7. Don't lie. Don't lie about your pre-uni life. So many people I met during the first week told lies about their a level results, their drinking habits, even really personal things like being diagnosed with mental health disorders - I caught them ALL out eventually. I know you might want to recreate yourself, and that's fine, maybe you want to be a new, better version of you! Just don't get carried away, stick with the truth. If there's something you don't like about yourself that you've maybe done in the past just keep it private, don't lie and say it never happened! You'll be found out and that isn't going to look good.
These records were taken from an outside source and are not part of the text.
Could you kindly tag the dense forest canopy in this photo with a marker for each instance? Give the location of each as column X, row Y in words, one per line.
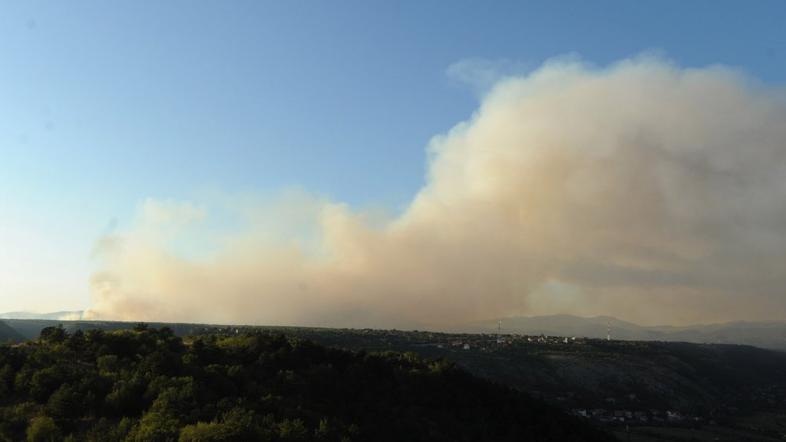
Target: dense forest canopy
column 147, row 384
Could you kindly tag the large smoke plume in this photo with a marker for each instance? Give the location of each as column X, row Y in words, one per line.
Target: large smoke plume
column 641, row 190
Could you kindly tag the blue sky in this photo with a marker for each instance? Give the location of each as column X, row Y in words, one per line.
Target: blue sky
column 103, row 105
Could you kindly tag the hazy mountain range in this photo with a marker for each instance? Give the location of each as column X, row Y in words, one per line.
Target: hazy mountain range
column 765, row 334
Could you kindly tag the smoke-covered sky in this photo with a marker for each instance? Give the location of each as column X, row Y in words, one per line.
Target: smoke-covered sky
column 641, row 190
column 403, row 164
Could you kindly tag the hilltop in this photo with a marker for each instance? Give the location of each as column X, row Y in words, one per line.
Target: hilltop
column 150, row 385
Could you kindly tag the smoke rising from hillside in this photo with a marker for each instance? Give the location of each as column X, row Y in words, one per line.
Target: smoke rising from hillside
column 643, row 190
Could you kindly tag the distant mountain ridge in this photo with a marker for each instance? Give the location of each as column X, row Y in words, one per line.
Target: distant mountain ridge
column 765, row 334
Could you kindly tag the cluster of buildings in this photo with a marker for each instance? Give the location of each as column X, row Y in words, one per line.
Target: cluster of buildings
column 643, row 417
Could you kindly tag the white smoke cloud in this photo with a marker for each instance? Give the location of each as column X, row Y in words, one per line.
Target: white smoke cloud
column 641, row 190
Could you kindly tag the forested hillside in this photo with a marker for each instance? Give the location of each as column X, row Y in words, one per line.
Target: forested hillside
column 150, row 385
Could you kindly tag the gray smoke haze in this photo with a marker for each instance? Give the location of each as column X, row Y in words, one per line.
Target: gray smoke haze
column 642, row 190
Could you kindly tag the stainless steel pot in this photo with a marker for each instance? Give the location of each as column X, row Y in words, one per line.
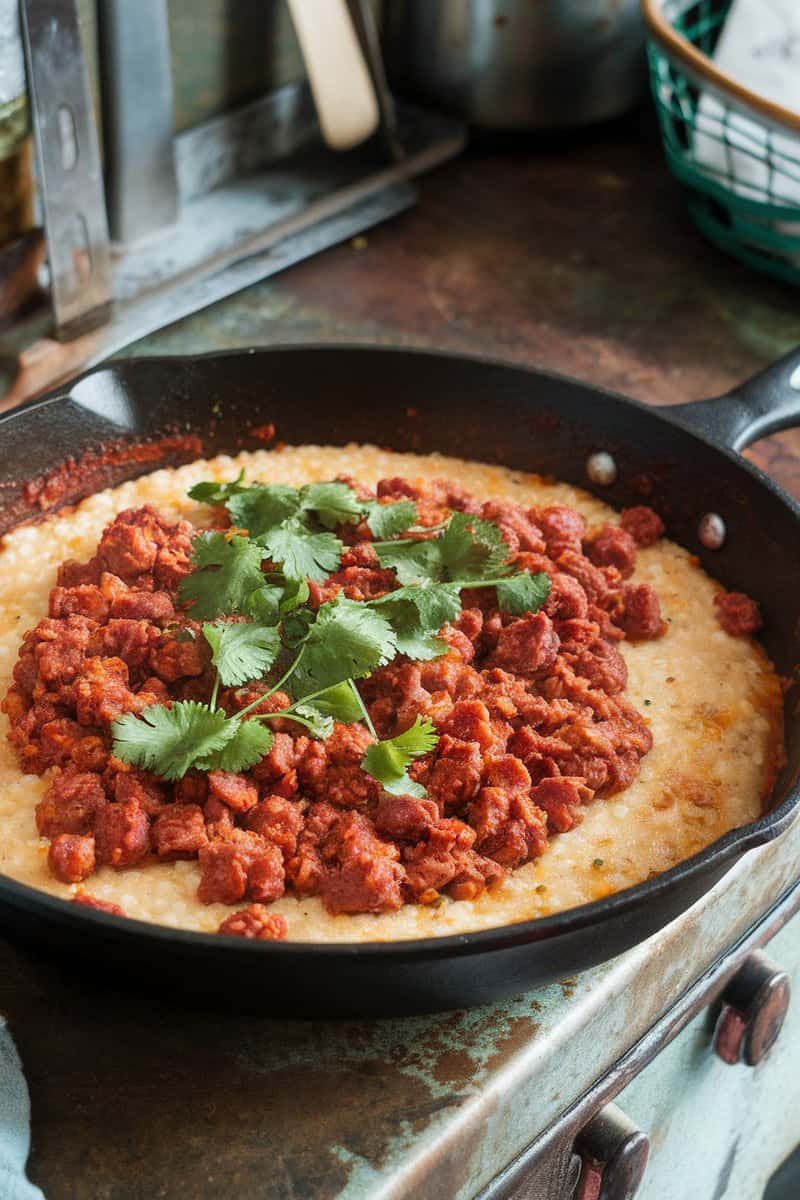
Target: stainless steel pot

8. Don't sleep with your flatmate. Just don't do it, not this early on. No matter how well you're getting on, no matter how drunk you are, do not do it. I ended up in a relationship with one of the people from my accommodation, I'm actually still with him now (shout out to you Matt) and first kissed him towards the end of freshers week, obviously I don't regret it but when I look back I realise how little we actually knew about each other at that point, it's scary! If you sleep with your flatmate in the first week then there's gonna be an atmosphere for the rest of the year, even if you're a super casual person that can brush it off, it's not going to make for a great living environment for everybody else! Just hold off until freshers is over, so you're not binge drinking quite so heavily or feeling quite as vulnerable and are more conscious of what this will mean for the future! 9. Don't miss out on the freshers fayres. They're busy, stressful, confusing and it's WAY too hot in there, but you have to persevere and get through the freshers fayres! You can get loads of freebies and it's where you'll sign up to any societies you might want to join. They're worth going along to, even when your head's pounding from the night before, just for the free pasta if nothing else!

Just remember that you're not on holiday, after this week is over there are still three years left of this experience, so start as you mean to go on and don't treat it as something temporary that you can forget! Enjoy yourself and make the right choices. Good luck!